The workers' union at a particular university is quite strong. About $94 \%$ of all workers employed by the University belong to the 'workers' union. Recently, the workers went on strike, and now a local TV station plans to interview 4 workers (chosen at random) at the university to get their opinions on the strike. What is the probability that exactly 3 of the workers interviewed are union members? Round your response to at least three decimal places. (If necessary, consult a list of formulas.)

Step 1 ：This problem is about calculating a binomial probability. The binomial probability formula is: \(P(X=k) = C(n, k) * (p^k) * ((1-p)^{n-k})\), where:

Step 2 ：- n is the number of trials (in this case, the number of workers interviewed)

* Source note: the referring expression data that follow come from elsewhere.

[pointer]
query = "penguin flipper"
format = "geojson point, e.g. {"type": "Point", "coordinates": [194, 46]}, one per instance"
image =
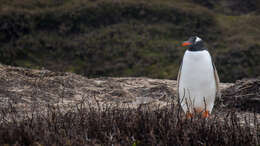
{"type": "Point", "coordinates": [178, 80]}
{"type": "Point", "coordinates": [218, 94]}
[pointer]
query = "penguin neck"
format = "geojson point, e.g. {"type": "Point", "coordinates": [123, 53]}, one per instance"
{"type": "Point", "coordinates": [195, 48]}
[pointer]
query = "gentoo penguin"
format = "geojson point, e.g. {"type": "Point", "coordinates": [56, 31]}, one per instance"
{"type": "Point", "coordinates": [198, 81]}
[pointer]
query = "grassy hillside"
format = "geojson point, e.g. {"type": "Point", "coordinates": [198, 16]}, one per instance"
{"type": "Point", "coordinates": [129, 37]}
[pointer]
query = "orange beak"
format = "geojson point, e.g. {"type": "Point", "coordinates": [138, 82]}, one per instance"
{"type": "Point", "coordinates": [186, 44]}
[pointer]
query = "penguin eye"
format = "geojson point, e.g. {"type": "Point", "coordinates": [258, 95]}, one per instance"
{"type": "Point", "coordinates": [197, 40]}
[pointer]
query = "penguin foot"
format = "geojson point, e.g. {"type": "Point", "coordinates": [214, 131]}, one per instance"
{"type": "Point", "coordinates": [205, 114]}
{"type": "Point", "coordinates": [189, 115]}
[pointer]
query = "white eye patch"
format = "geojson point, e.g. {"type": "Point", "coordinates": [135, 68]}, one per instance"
{"type": "Point", "coordinates": [197, 39]}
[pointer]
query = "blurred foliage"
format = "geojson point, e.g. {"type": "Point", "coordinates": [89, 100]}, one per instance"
{"type": "Point", "coordinates": [128, 37]}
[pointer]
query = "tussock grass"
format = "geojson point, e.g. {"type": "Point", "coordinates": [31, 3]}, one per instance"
{"type": "Point", "coordinates": [84, 125]}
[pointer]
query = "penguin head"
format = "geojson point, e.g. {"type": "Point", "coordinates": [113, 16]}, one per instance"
{"type": "Point", "coordinates": [194, 43]}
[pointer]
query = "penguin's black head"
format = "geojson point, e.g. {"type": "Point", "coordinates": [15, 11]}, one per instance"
{"type": "Point", "coordinates": [194, 43]}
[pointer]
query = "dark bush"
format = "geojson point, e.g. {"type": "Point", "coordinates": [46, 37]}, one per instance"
{"type": "Point", "coordinates": [84, 125]}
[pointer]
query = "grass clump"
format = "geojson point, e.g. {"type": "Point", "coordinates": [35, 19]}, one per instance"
{"type": "Point", "coordinates": [84, 125]}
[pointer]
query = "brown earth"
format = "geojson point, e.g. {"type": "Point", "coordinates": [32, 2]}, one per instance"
{"type": "Point", "coordinates": [26, 89]}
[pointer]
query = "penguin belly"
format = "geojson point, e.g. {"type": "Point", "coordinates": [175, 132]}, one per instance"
{"type": "Point", "coordinates": [197, 85]}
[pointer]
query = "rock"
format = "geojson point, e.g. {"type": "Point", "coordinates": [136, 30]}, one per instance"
{"type": "Point", "coordinates": [42, 87]}
{"type": "Point", "coordinates": [243, 95]}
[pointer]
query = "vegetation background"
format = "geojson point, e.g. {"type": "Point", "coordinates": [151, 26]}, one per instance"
{"type": "Point", "coordinates": [129, 37]}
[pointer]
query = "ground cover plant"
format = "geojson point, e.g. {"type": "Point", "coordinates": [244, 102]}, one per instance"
{"type": "Point", "coordinates": [84, 124]}
{"type": "Point", "coordinates": [129, 37]}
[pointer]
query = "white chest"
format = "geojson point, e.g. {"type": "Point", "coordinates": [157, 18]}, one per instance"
{"type": "Point", "coordinates": [197, 80]}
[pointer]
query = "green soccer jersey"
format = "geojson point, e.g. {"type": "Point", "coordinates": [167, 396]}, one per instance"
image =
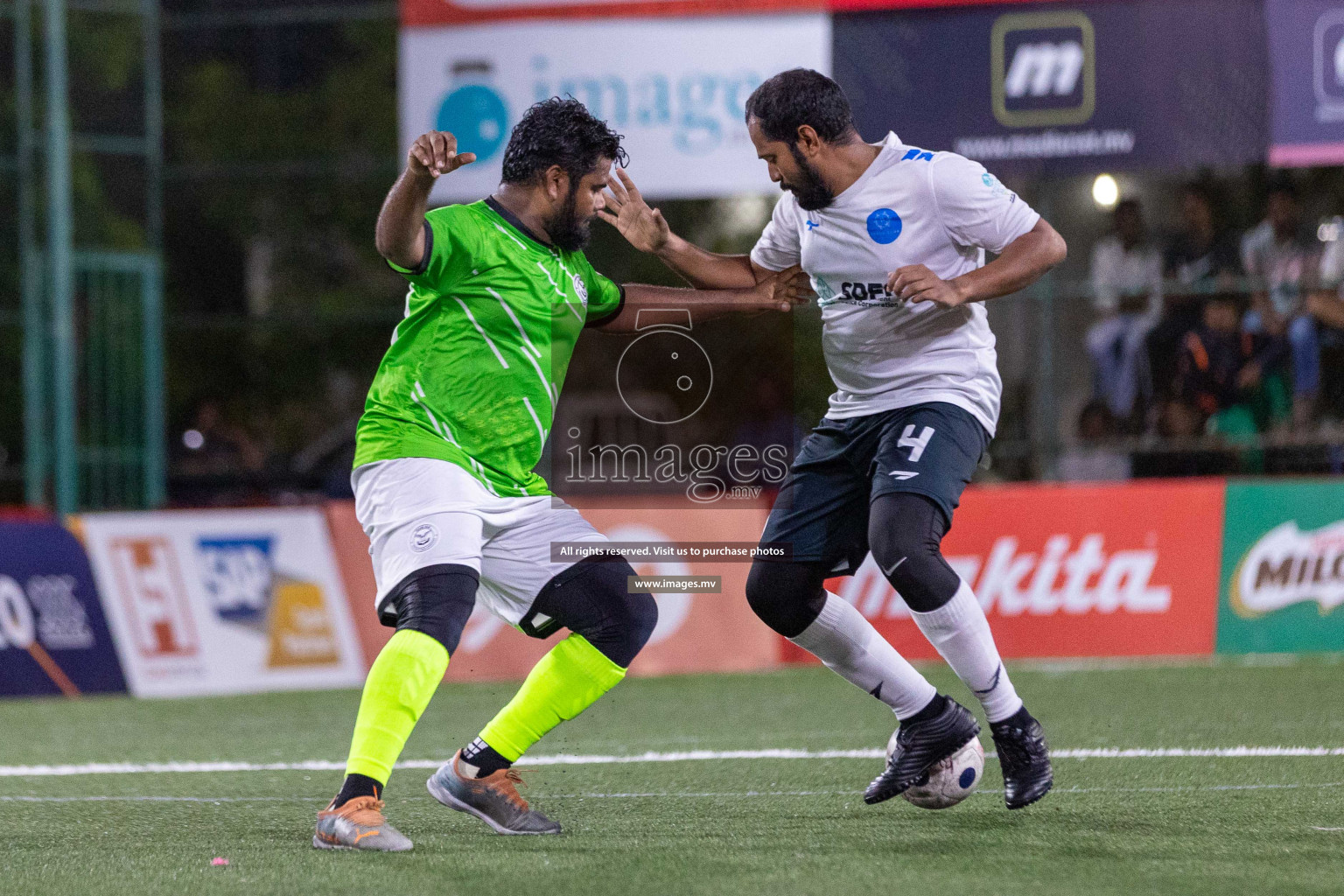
{"type": "Point", "coordinates": [476, 367]}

Step 3 ：- k is the number of 'successes' (in this case, the number of union members)

Step 4 ：- p is the probability of success on a single trial (in this case, the probability that a worker is a union member)

Step 5 ：- C(n, k) is the binomial coefficient, which gives the number of ways to choose k successes out of n trials

Step 6 ：In this case, we want to find the probability that exactly 3 out of 4 workers interviewed are union members. So, n=4, k=3, and p=0.94.

Step 7 ：Substituting these values into the formula, we get: \(P(X=3) = C(4, 3) * (0.94^3) * ((1-0.94)^{4-3})\)

Step 8 ：Calculating the above expression, we get a probability of approximately 0.199

Step 9 ：Final Answer: The probability that exactly 3 of the workers interviewed are union members is approximately \(\boxed{0.199}\)